In 2021, we worked with one company to open a commercial bank account at a mid-sized commercial bank. They asked for documents, we sent them documents. They asked for forms to be filled out, we filled out out forms. Then they asked for more documents and more firms. Again and again. Six weeks of back and forth. Then they went silent for two months, not responding to emails. Then they asked for the same documents and forms again. We pointed out that we had sent them already, and they claimed they had lost them. So we went through a few more weeks of back and forth. Then they went silent again for a month. This time, when they came back they handed us off to a new New Account Team. The new team asked for some more documents and forms. Then they went silent. When they came back to us they turned us down, and not politely. Eight months of work thrown away. Another commercial bank insisted the company provide a fax number.We could go on. We all banked with SVB because they actually wanted start-ups as customers. No sweetheart deals. No personal loans to board members. No special treatment. They just wanted our business.

This, to us, is the worst part. Once the dust has settled, the Valley will likely be left without a reliable banking partner, and instead end up reliant on the big commercial banks who ignored us for years and will likely do their best to ignore us again.

So it makes sense to criticize the US’s approach to bank regulation. The SVB wind-up process is not perfect, full of moral hazard and inefficiency. But if we are going to have that conversation then we need to address the bigger question of small business commercial banking in this country.

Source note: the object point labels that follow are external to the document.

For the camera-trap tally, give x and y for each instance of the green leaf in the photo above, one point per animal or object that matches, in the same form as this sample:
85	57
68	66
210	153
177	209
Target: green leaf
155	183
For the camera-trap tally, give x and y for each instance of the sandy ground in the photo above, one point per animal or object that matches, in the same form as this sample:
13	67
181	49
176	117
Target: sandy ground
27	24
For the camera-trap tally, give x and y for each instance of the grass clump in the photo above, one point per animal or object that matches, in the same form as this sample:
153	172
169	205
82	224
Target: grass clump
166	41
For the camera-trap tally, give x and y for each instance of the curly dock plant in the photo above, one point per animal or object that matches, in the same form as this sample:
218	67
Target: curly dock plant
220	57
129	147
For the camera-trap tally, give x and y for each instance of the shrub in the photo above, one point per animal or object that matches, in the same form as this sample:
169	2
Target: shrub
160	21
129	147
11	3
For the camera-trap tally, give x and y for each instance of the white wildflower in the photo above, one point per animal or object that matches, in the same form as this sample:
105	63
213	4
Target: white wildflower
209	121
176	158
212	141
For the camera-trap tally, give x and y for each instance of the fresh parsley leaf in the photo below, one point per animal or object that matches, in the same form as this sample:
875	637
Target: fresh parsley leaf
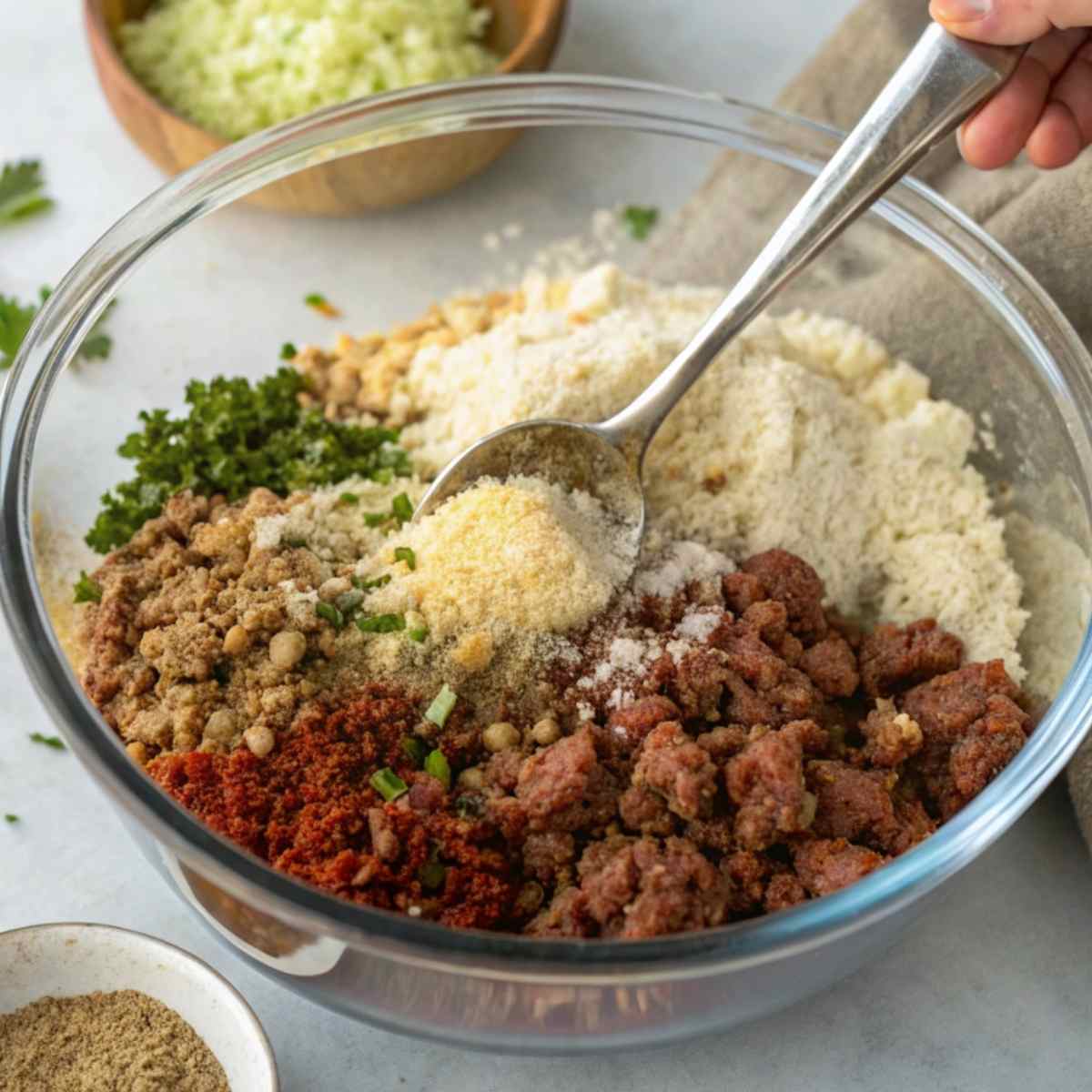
86	590
234	438
54	742
21	186
15	321
640	219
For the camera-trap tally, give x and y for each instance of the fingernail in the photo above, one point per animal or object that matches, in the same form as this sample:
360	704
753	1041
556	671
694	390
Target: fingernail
962	11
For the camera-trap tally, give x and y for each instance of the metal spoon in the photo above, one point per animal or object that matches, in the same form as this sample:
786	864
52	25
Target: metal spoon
938	86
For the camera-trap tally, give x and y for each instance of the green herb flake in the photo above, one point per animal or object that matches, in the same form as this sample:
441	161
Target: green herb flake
381	623
437	765
414	749
86	590
21	191
54	742
432	875
640	219
402	508
329	612
234	438
388	784
442	704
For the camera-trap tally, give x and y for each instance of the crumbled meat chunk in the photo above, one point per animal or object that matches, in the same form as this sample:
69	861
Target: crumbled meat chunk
824	866
890	737
852	804
644	888
793	582
632	723
565	787
672	764
895	658
765	780
833	666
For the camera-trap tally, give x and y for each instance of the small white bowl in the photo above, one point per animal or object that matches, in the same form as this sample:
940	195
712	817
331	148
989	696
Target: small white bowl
69	959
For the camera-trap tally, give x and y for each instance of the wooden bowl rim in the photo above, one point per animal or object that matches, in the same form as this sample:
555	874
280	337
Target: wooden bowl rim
546	19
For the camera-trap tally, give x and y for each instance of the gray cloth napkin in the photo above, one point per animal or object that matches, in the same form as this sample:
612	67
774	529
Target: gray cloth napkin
1044	218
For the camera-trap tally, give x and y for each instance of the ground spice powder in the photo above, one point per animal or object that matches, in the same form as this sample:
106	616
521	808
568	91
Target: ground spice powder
117	1042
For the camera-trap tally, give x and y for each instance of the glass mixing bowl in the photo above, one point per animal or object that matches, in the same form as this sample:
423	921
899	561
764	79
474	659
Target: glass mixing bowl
508	993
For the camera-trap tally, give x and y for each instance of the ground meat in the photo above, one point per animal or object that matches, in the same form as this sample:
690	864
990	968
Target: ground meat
890	737
565	787
672	764
853	804
793	582
972	727
824	866
765	780
631	724
833	666
895	658
645	888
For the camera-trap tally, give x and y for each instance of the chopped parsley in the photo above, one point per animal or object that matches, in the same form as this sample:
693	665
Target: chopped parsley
54	742
640	219
238	436
15	321
21	191
414	751
437	765
381	623
329	612
86	590
388	784
320	304
442	704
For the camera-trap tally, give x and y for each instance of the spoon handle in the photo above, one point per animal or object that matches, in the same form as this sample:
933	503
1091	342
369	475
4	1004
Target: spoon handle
938	86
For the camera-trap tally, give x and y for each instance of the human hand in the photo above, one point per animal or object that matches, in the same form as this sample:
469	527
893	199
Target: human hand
1046	107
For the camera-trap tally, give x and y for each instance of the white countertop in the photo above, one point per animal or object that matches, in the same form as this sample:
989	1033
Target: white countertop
992	989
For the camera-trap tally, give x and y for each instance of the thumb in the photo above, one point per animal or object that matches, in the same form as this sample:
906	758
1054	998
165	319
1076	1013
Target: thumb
1010	22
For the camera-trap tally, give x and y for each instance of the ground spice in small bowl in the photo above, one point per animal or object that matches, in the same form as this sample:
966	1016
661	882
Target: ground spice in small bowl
123	1041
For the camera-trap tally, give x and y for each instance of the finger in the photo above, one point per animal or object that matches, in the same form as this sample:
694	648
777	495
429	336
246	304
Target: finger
996	135
1057	140
1074	90
1010	22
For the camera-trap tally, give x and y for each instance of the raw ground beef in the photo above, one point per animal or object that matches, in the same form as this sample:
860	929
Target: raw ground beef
778	759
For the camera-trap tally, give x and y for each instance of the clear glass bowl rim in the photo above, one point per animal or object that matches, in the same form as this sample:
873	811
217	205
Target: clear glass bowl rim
501	103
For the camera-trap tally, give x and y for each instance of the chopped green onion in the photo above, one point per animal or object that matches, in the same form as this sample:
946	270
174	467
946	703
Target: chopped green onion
402	508
381	623
640	219
414	751
388	784
54	742
437	765
86	590
366	585
432	875
330	614
441	707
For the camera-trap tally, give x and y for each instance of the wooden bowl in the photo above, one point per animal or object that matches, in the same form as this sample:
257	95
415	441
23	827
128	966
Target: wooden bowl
524	32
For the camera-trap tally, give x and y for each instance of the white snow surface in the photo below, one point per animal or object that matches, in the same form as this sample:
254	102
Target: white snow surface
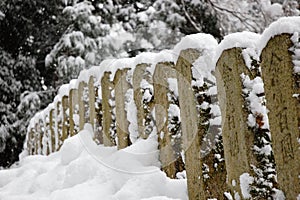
283	25
82	170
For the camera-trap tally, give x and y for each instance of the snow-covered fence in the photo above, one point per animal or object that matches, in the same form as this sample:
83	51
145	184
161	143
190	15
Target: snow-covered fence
280	70
108	102
172	95
122	85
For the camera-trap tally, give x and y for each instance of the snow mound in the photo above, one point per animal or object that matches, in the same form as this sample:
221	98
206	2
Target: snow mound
82	170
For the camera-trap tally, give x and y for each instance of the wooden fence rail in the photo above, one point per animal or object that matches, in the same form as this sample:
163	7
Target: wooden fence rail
249	134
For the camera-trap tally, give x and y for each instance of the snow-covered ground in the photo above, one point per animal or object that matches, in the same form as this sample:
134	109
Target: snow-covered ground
82	170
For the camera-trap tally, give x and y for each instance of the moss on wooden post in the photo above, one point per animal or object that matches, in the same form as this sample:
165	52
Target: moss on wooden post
284	111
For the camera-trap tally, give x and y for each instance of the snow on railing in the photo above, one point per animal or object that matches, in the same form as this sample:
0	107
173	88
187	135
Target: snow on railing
227	114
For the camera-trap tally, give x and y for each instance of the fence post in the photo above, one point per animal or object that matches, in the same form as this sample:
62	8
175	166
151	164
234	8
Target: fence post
81	104
107	122
238	138
58	125
73	102
98	115
52	125
140	74
284	111
171	163
65	117
121	87
195	129
30	141
92	111
189	123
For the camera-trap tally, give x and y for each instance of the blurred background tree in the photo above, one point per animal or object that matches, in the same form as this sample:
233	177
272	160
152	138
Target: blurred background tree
44	44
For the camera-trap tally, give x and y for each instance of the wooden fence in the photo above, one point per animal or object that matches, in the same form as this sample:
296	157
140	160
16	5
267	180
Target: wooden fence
239	120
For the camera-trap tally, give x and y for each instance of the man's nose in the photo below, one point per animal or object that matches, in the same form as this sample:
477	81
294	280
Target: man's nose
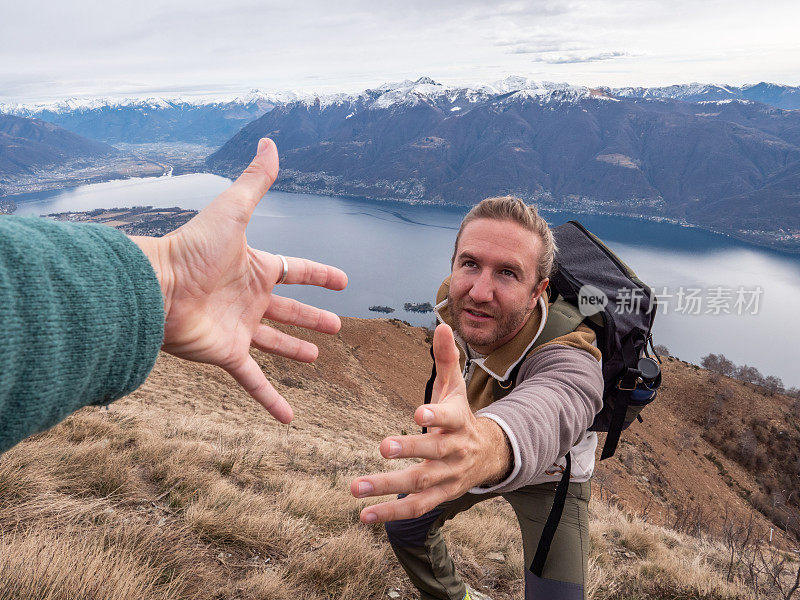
482	289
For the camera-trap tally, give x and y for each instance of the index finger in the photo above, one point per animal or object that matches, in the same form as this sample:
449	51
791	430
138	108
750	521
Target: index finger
307	272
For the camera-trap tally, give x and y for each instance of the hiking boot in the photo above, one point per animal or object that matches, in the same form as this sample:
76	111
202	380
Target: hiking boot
472	594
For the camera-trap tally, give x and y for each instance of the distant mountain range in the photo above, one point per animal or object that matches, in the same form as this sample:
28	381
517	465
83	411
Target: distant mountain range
731	165
208	121
36	155
27	145
213	120
722	157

One response to “Our $0.02 on SVB

  1. Jonathan, the real problem with SVB was the arrogance represented by the positions in its bond portfolio. I’m an idiot and I understood the basics of interest rate risk when I financed our children’s university educations with variable rate loans over the last decade. It was incredibly obvious years ago that mortgage interest rates would rise; the Fed did so much signaling that I almost went into a seizure from the incessant flashing lights. I accelerated my buy downs on the loans before rates started multiplying. I financed nearly $1M at about 4% annual interest rate. Unsecured.

    So why could I manage the interest rate environment since 2008 while SVB execs couldn’t? I’m just a dumb engineer, these guys are Lords of Ivy League Finance. The answer is a simple “greed to the level of fiduciary irresponsibility”.

    I don’t see any point in aggrandizing these SVB guys as some kind of “servants to the startup economy”. In the 90s and 00s, when companies had hard assets worth lending against, sure. But the last 15 years of lending on soft assets in software companies…nah. SVB just went into the speculation business.